As he listens, Wesley’s eyes light up and he fidgets with excitement. “I can’t wait to tell my teammates,” he announces.
Wesley was one of more than 100 fifth-graders from New London’s C.B. Jennings Elementary School on campus Feb. 19 for the College’s Sixth Annual International Children’s Expo. During the daylong event, 35 Connecticut College students used colorful displays, games and even a little face paint to introduce the youngsters to nine different world languages and cultures: Arabic, Chinese, French, German, Hebrew, Korean, Latin, Polish and Russian.
“This is pretty much the best day of the year; it’s so much fun,” said Kaitlin Cunningham ’16, a Russian language student who was participating in the event for the third time. “The kids love being here; they love seeing what opportunities exist.”
Classics Professor Nina Papathanasopoulou helped plan this year’s expo. Together with Instructional Designer/Developer Laura Little, she oversees the College’s Foreign Language Fellows initiative, through which advanced-level language students and international students design and run co-curricular and extracurricular events in several foreign languages. Many of the Conn students who participated in the expo are language fellows; others are language students or native speakers.
“Our new curriculum includes engagement with the local and global community, and the International Children’s Expo is a great example of such engagement,” Papathanasopoulou said. “The children learn a lot, but our students do too. Teaching is a great way to learn; our students have to think about the material in an entirely different way.”
As several Conn students led a group of children in singing, “Head, Shoulders, Knees and Toes” in Latin, fifth-grade teacher Danielle Cohen smiled.
“I’m really impressed,” she said. “The kids are coming back and talking about the information—they are learning.”
The expo is the brainchild of international relations major and Arabic studies minor Pablo Tutillo ’13. Tutillo initially approached the College's Holleran Center for Community Action and Public Policy with the idea in 2011. He applied for a $500 grant through the center's Social Entrepreneurship Initiative, which supports students and student groups with new ideas that address identified social problems.
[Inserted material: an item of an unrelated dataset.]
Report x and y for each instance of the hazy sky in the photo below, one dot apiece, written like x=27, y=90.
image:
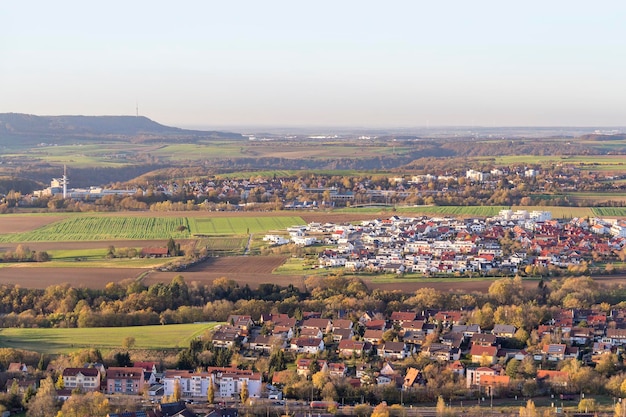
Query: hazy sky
x=318, y=63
Six years later, Tutillo, now a teaching assistant at New London’s Regional Multicultural Magnet School, was on hand to watch a new generation of College students inspire a love of language learning in a new group of fifth-graders.
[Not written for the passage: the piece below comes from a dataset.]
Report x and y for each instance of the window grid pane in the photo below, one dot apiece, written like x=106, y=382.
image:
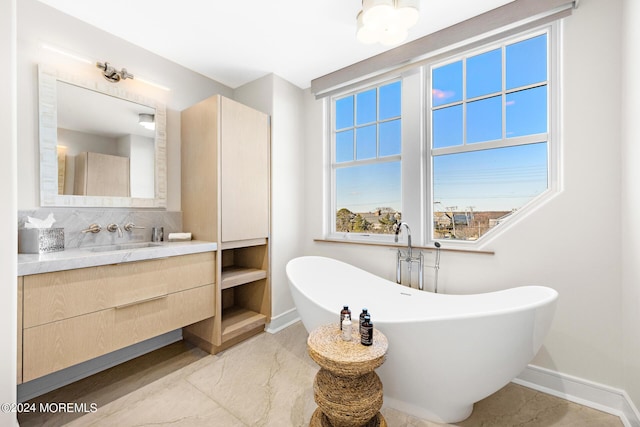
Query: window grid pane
x=367, y=187
x=504, y=97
“It’s become a tradition that everyone looks forward to,” Tutillo said of the expo. “I want to see it continue to grow; to engage as many schools as possible.”
For the children, visiting a college campus is almost as exciting as learning to write your name in Russian.
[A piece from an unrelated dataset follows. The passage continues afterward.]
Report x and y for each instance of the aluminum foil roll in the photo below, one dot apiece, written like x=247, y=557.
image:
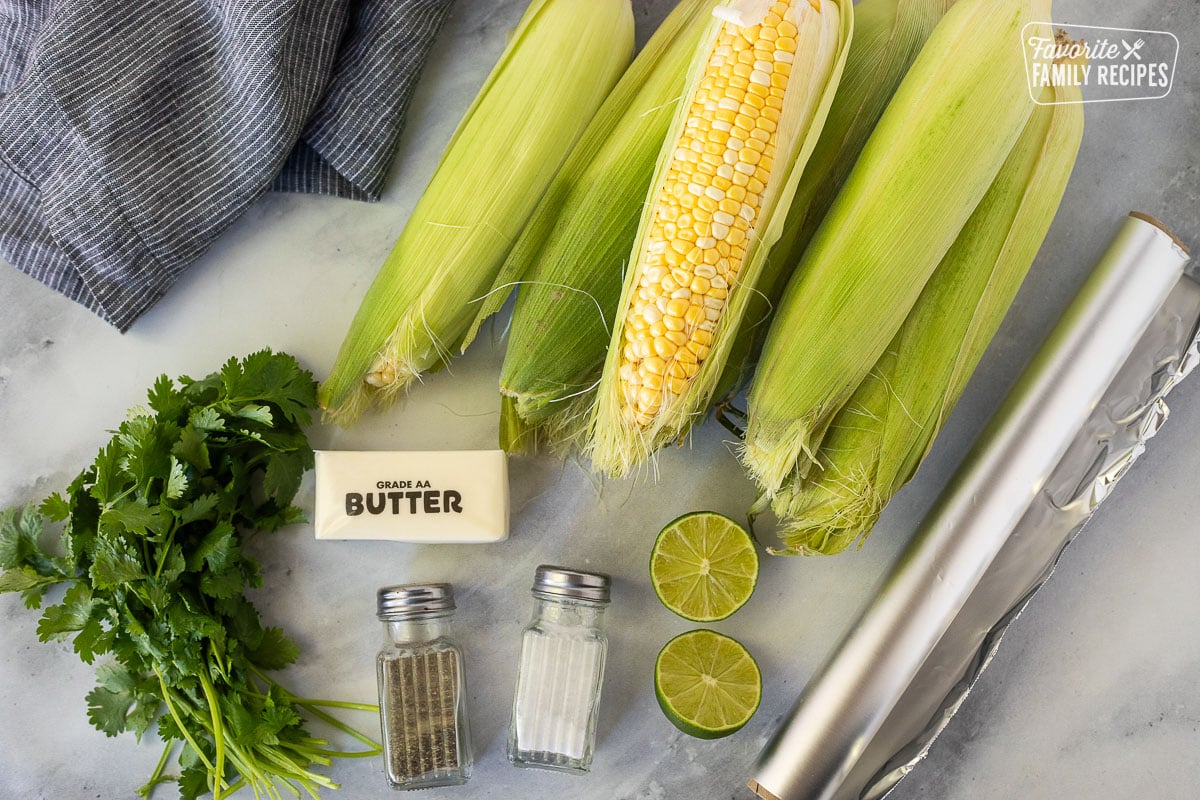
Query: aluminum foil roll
x=1071, y=427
“I want to go to a place like this,” said fifth-grader Lizvalerie over a big bowl of ice cream in the College’s Harris Refectory. “I think this is a very fun place to come and learn.”
The Sixth Annual International Children’s Expo was sponsored by Connecticut College’s Office of Volunteers for Community Service, Student Activities Council, Holleran Center for Community Action and Public Policy, Toor Cummings Center for International Studies and the Liberal Arts, Department of Human Development, Department of French, Department of Classics, Department of Slavic Studies and The Mellon Initiative on Global Education.